Become the Branches
Picture the Holy Week stories as a tree. Notice the smallest branches.
Picture the Holy Week stories as a tree. Trunk thick, branches strong, roots deep.
At the center stands the shoot of Jesse, the new life that is Jesus.
What overlooked branches stretch out from the center? Not the biggest limbs that hold up the canopy, but the offshoots that push out in all directions, some small and spindly, some long and twisting?
In a week when we tell the greatest stories, what happens when we look twice at the smallest branches?
On the last day before everything changes again, what stories whisper to us to pay attention, to speak the truth we’ve seen, to live into the mystery of the Triduum?
The servant girls in the courtyard at night. (Two in one Gospel, one in the other three.) The women who recognized Peter and called him out as a Jesus-follower. Were they intrigued by the Galilean’s strange teachings, too?

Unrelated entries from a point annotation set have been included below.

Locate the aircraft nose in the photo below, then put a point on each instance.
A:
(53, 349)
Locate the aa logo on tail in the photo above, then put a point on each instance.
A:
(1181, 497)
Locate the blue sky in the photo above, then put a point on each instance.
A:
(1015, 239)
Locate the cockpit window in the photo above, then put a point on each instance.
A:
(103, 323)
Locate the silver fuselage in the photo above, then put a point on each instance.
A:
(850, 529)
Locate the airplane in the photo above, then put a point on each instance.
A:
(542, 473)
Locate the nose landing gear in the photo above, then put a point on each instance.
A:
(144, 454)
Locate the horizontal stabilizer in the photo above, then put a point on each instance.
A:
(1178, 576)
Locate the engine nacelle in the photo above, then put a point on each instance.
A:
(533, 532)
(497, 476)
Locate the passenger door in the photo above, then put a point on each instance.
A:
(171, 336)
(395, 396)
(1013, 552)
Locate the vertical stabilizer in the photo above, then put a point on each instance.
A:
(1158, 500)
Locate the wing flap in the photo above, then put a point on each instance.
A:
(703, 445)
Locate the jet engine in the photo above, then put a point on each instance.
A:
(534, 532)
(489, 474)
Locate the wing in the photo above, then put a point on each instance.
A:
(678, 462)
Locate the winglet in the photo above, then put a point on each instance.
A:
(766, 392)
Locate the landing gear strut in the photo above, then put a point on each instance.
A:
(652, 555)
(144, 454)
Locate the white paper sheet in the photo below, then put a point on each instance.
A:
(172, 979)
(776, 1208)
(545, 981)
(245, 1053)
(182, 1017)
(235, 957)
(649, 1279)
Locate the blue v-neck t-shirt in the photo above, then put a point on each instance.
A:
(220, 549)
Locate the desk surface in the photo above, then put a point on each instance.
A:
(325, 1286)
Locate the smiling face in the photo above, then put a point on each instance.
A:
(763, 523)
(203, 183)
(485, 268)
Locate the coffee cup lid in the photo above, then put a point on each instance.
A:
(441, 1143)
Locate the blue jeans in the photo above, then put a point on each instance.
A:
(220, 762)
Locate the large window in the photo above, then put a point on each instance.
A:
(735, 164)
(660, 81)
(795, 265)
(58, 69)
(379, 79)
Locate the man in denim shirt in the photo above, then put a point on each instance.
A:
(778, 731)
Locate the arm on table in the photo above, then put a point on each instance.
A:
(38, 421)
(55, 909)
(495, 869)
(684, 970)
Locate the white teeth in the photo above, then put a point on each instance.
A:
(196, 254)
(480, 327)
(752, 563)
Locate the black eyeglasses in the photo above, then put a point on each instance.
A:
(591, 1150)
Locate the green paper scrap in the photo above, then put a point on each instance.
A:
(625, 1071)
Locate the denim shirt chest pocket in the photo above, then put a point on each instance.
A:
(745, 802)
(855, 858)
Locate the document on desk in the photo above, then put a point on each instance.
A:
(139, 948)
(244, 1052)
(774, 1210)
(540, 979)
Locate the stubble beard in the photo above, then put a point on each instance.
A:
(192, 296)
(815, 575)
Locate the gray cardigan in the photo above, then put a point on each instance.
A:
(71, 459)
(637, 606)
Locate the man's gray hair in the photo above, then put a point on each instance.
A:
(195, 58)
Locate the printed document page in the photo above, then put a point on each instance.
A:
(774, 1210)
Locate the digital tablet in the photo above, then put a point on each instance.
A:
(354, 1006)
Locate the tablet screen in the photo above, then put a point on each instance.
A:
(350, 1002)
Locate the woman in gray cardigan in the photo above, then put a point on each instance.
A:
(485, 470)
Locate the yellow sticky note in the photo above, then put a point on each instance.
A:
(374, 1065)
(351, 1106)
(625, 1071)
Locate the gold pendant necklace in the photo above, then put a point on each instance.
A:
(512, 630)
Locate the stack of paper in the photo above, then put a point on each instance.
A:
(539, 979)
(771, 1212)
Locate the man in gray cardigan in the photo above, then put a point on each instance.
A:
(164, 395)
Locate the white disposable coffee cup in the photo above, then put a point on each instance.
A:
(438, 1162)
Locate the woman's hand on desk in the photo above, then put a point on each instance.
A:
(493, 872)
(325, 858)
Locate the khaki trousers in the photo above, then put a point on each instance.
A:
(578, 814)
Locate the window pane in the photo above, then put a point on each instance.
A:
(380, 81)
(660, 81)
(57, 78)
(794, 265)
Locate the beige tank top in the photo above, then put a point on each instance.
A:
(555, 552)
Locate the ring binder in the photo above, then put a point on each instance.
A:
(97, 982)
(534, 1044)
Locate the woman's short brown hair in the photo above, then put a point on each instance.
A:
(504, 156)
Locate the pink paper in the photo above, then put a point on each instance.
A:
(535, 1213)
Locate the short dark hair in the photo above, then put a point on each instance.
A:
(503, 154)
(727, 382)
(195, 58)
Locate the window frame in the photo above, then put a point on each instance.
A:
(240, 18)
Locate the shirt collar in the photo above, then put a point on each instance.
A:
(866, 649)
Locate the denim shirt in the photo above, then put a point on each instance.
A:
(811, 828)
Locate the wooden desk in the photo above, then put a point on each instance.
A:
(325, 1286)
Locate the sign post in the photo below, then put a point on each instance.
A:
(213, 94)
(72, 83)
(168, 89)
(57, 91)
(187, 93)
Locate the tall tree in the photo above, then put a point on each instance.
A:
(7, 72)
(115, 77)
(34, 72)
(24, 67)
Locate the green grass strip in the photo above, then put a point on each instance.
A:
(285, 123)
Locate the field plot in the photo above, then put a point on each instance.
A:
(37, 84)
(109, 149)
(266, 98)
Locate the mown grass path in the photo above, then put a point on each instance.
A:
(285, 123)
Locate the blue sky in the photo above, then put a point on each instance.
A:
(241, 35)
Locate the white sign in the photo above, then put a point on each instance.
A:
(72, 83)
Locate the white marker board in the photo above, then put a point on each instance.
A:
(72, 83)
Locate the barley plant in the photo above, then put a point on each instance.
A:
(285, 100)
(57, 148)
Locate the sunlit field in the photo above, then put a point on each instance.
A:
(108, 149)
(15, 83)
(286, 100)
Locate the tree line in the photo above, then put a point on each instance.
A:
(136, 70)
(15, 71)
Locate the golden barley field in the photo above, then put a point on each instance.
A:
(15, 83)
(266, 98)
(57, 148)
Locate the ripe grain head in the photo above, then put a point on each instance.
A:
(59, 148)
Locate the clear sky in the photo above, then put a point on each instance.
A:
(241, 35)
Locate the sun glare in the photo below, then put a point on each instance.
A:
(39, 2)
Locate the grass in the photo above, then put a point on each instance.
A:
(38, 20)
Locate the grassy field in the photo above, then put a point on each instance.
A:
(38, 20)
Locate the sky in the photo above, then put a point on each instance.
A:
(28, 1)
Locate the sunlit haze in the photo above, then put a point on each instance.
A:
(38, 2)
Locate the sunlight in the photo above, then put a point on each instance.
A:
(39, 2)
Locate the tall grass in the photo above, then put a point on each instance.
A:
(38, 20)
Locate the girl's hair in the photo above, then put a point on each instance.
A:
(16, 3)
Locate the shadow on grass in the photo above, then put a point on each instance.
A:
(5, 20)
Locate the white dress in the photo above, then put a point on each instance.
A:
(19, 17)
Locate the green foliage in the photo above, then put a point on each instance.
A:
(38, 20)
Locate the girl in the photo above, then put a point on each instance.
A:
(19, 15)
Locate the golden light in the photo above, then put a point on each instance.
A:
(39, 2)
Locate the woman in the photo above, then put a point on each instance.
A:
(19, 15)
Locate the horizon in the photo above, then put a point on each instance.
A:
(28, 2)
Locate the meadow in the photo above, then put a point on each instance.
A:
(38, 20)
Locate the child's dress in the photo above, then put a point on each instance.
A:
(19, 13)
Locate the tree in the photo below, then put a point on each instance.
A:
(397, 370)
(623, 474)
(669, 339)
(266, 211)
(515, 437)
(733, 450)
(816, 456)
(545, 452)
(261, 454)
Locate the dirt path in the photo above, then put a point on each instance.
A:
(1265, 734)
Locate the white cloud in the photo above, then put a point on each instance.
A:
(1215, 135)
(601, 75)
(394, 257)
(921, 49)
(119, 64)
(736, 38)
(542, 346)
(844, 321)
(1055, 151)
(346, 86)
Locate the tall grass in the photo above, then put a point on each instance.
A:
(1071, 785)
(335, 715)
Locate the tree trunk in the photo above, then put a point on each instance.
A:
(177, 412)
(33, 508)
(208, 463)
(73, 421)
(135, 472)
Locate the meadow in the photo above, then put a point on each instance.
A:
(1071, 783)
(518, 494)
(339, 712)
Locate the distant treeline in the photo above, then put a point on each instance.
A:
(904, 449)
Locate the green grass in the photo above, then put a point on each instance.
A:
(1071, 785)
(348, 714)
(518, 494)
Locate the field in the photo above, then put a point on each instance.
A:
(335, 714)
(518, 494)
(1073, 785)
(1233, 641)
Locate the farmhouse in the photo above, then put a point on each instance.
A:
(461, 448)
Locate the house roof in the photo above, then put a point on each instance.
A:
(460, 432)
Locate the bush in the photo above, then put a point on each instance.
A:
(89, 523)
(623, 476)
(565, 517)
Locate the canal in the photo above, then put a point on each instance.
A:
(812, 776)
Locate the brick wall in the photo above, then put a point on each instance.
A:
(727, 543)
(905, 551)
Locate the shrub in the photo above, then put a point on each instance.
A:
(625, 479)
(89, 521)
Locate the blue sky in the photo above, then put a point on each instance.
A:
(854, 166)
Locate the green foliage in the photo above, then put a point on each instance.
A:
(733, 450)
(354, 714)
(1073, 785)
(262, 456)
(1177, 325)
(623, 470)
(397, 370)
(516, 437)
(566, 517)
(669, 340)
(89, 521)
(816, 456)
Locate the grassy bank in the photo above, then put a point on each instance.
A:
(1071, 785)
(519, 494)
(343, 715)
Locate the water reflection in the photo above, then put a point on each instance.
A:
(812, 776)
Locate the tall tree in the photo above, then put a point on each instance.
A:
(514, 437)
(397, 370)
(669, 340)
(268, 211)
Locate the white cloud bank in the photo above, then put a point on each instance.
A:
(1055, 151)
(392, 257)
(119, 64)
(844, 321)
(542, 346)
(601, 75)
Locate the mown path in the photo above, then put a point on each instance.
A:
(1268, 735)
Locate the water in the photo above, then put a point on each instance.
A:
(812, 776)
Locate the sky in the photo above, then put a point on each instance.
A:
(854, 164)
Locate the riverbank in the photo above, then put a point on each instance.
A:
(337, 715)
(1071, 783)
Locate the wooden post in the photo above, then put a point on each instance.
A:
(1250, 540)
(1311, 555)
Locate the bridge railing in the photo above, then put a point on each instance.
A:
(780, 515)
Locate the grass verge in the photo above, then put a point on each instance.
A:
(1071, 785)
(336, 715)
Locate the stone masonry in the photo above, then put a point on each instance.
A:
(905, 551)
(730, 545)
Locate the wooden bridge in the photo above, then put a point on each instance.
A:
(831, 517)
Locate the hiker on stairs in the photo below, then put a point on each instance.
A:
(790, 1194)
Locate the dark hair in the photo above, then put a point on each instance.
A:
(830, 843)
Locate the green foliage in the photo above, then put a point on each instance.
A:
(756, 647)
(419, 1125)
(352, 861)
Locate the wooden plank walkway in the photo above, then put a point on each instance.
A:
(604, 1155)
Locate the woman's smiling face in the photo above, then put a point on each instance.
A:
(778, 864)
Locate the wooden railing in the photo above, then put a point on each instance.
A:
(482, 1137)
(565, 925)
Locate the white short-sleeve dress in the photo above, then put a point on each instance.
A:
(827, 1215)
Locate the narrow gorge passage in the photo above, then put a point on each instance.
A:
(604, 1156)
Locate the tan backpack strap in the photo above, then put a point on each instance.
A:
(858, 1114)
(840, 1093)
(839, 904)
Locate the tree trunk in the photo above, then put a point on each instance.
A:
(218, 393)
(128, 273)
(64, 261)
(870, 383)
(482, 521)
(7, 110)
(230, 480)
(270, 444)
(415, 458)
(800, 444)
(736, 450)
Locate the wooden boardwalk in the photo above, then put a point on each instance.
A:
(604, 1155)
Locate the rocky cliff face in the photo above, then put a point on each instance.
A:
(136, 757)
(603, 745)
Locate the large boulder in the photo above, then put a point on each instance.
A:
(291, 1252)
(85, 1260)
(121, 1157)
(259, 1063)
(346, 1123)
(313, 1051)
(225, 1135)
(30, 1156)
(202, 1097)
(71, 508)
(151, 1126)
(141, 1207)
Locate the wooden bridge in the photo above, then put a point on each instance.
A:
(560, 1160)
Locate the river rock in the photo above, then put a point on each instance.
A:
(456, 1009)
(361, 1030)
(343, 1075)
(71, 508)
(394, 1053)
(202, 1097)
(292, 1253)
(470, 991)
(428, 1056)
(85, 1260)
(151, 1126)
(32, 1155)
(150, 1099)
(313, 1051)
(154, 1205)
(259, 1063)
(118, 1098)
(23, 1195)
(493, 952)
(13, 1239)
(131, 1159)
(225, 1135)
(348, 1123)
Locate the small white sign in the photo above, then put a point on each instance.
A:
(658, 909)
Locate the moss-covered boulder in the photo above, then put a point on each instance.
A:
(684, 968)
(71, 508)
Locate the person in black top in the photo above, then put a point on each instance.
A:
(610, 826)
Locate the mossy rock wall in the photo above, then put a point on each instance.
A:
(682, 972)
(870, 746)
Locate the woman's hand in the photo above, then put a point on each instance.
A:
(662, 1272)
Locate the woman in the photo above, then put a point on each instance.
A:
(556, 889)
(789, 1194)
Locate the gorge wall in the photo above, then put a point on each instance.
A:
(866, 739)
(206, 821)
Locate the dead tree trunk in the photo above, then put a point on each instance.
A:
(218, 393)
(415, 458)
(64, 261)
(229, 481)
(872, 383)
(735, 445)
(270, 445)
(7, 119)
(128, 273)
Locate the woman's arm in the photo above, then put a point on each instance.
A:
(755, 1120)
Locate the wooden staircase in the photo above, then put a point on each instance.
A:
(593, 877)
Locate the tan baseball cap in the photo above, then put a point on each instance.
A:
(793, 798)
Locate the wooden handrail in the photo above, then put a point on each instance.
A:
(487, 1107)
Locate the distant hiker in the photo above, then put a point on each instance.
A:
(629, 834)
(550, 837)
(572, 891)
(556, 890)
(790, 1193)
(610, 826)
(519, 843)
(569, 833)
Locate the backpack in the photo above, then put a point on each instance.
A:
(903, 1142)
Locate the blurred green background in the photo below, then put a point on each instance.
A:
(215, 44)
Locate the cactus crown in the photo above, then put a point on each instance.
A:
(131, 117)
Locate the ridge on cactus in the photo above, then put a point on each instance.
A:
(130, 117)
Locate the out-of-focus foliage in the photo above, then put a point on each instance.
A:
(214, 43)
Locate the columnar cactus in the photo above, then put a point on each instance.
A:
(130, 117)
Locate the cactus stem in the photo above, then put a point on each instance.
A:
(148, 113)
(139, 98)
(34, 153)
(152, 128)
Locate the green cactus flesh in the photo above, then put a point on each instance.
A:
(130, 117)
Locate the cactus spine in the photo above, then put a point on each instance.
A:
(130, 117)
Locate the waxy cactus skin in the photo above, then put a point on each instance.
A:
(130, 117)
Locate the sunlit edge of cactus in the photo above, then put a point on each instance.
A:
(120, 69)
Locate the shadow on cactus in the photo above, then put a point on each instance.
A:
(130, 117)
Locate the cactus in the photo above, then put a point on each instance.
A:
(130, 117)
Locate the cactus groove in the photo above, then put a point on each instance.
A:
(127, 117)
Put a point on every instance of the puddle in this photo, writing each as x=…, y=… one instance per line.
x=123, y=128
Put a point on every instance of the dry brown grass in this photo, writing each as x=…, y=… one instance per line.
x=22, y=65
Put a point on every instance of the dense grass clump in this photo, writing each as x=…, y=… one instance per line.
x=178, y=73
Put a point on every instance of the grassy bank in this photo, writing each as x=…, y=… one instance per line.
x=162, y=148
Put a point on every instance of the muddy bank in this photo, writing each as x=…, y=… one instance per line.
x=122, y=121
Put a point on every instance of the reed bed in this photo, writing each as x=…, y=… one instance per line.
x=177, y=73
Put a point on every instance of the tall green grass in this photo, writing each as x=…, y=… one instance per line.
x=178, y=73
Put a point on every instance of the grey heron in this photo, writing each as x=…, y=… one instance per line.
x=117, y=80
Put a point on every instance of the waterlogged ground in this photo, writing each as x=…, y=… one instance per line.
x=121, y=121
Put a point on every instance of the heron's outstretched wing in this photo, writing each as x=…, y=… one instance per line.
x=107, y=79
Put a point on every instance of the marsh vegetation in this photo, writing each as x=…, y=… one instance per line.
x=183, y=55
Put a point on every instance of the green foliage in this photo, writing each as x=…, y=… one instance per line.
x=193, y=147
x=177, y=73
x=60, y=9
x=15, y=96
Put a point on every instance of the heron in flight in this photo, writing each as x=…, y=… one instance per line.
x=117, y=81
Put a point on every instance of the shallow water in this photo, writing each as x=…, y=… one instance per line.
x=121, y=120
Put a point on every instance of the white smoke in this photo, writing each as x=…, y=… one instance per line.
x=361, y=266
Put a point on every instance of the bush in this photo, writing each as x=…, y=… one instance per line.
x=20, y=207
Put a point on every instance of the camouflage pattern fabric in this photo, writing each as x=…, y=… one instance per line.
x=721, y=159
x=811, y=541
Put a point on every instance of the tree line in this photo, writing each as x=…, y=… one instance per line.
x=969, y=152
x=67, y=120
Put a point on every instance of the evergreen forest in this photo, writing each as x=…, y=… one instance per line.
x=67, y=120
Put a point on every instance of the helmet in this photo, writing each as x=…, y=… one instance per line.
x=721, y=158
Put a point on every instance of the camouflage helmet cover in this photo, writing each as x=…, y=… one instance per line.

Even in a culture that silenced the voices of women and the poor, we know the role these women played in Peter’s trinity of denials. We know their words. They must have told their stories.
They became branches.
The centurion who saw the truth and testified at Jesus’ death that he was exactly who he said he was. What did the solider do after that day of ordinary work when he helped kill an innocent man, the Son of God? Did conversion crack open his life, or did he keep going as before, troubled beneath his power and privilege?
We know his words. He must have told his story.
He became a branch.
Simon of Cyrene who shouldered the same cross. What happened after he put the wood back on Jesus’ shoulders? What stories did he tell, to friends or family or any stranger who would listen, of that strangest day and heaviest task?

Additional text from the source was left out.